I am currently trying to transition some code from Sci-kit Learn to GPyTorch but I am having difficulty achieving the same accuracy as well as the same computatioanl time.
My data has N=300 observations with D=6 input variables and M=100 output variables, therefore I have a NxD set of inputs and NxM outputs. In Sci-kit Learn I can train a GP to handle this multioutput problem with relative ease using the follow code:
model = GaussianProcessRegressor(kernel=Matern(length_scale=6*[1],nu=2.5))
model.fit(X_train, Y_train)
and I have tried to replicate this in GPyTorch with the following code:
class MultitaskGPModel(gpytorch.models.ExactGP):
def __init__(self, train_x, train_y, likelihood):
super(MultitaskGPModel, self).__init__(train_x, train_y, likelihood)
self.mean_module = gpytorch.means.MultitaskMean(
gpytorch.means.ConstantMean(), num_tasks=100
)
self.covar_module = gpytorch.kernels.MultitaskKernel(
gpytorch.kernels.MaternKernel(nu=2.5, nard_num_dims=6), num_tasks=100,
)
def forward(self, x):
mean_x = self.mean_module(x)
covar_x = self.covar_module(x)
return gpytorch.distributions.MultitaskMultivariateNormal(mean_x, covar_x)

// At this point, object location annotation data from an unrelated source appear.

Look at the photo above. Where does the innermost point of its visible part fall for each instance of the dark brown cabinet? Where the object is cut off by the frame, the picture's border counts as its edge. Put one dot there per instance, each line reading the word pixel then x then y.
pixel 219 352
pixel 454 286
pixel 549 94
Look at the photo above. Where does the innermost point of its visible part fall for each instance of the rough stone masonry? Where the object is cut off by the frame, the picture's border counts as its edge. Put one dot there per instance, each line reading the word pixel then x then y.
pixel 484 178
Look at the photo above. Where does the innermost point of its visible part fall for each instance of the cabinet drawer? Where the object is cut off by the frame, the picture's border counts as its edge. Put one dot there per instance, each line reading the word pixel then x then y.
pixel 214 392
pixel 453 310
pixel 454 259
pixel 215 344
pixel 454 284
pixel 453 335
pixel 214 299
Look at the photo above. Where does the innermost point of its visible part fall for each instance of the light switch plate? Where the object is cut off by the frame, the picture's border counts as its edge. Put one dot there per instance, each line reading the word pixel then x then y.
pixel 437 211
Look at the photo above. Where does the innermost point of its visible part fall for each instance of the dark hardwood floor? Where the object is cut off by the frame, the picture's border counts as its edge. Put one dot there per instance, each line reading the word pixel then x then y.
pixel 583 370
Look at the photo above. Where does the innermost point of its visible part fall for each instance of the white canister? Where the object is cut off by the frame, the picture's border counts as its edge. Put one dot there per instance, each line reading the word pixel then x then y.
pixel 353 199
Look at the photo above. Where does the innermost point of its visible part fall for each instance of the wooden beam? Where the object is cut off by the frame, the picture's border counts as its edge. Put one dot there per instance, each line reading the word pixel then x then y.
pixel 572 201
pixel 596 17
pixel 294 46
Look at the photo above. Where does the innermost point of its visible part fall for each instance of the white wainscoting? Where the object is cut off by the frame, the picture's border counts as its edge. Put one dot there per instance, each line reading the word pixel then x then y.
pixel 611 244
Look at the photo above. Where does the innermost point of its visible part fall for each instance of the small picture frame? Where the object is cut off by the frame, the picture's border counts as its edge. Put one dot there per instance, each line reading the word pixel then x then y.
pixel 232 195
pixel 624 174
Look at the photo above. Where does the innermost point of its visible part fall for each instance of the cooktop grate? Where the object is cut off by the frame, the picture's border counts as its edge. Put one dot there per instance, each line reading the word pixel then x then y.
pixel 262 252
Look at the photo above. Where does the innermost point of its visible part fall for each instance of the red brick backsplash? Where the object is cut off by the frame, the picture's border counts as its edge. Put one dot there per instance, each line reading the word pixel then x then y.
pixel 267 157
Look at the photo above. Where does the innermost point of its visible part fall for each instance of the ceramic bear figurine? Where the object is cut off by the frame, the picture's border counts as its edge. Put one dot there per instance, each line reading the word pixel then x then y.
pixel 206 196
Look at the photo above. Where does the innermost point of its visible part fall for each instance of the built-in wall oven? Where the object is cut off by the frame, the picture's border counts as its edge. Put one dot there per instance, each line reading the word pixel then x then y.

likelihood = gpytorch.likelihoods.MultitaskGaussianLikelihood(num_tasks=100)
model = MultitaskGPModel(X_train, Y_train, likelihood)
Ideally, I would want the kernel and mean to be shared across the independent GPs, which I believe is how this is constructed in Sci-kit Learn. However, the GPyTorch model takes significantly longer to train, does not reach the same level of accuracy and additionally crashes when in eval mode and making predictions.
I would greatly appreciate any help replicating the Sci-kit Learn model in GPyTorch.